Oooh, pretty lights in LG's new gaming monitor
I take a quick look at LG's new gaming display with flashing lights.
I'm going to be quite honest. I've never noticed input lag with any of the monitors I've tested here at CNET. All monitors have input lag to some degree; that's the nature of current computer technology. However, the amount of input lag a monitor has is less important than the amount of input lag a gamer can perceive. If you don't notice it, it's not an issue.
On Thursday, LG announced its W2363V LCD monitor that it claims will eliminate display delay. LG says it can achieve this through something that goes by the marketing buzzword Thru Mode. According to LG, Thru Mode "removes image processing." Really? I'd really be interested to know how the image actually gets onscreen if it's not processed. That's a question for when I get my hands on this sleek-looking monitor.
The monitor has a Full HD resolution of 1920x1080; 300 candelas per square meters brightness; a 70,000:1 dynamic contrast ratio; 2ms response time; and a built-in headphone jack.
Connection options include VGA, DVI-D, Component, and HDMIx2. The display also features built-in speakers that support SRS TruSurround HD and features 360-degree surround.

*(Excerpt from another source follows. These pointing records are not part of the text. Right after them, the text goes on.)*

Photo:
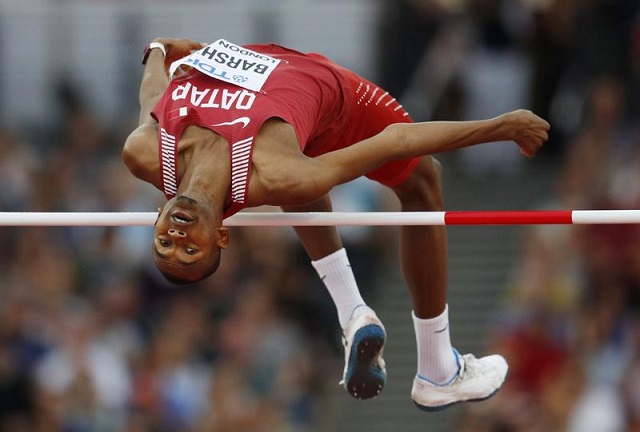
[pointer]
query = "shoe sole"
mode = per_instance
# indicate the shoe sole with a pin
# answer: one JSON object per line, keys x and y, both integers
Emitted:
{"x": 444, "y": 407}
{"x": 364, "y": 378}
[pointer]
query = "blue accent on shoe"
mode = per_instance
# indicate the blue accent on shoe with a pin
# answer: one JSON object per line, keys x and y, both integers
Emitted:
{"x": 364, "y": 378}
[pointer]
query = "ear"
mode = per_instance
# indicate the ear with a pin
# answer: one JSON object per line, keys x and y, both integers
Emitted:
{"x": 223, "y": 237}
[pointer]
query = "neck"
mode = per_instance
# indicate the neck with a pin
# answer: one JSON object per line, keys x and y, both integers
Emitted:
{"x": 207, "y": 172}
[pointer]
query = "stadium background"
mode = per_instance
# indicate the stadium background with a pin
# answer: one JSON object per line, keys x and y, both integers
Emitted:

The most unique feature--I mean, other than removing image processing--is what the Mad Men at LG call Tru Light. In the bottom of the bezel is a bar with a white light. The light illuminates and reacts to the action (or non-action) seen onscreen. For example, if you're playing a fast-moving game, the light would flash in correlation with the shooting, jumping, or slicing onscreen.
Judging from the demo on LG's site it looks like it could be pretty distracting and annoying. Also, does it annoy anyone else that all the gaming footage they're showing of Aion is prerendered CG, even though they're trying to tout the monitor's ability to display real-time imagery?
I guess that's marketing for you. Unfortunately, LG has no current plans to release this thing stateside. Maybe, we should start bugging them to though.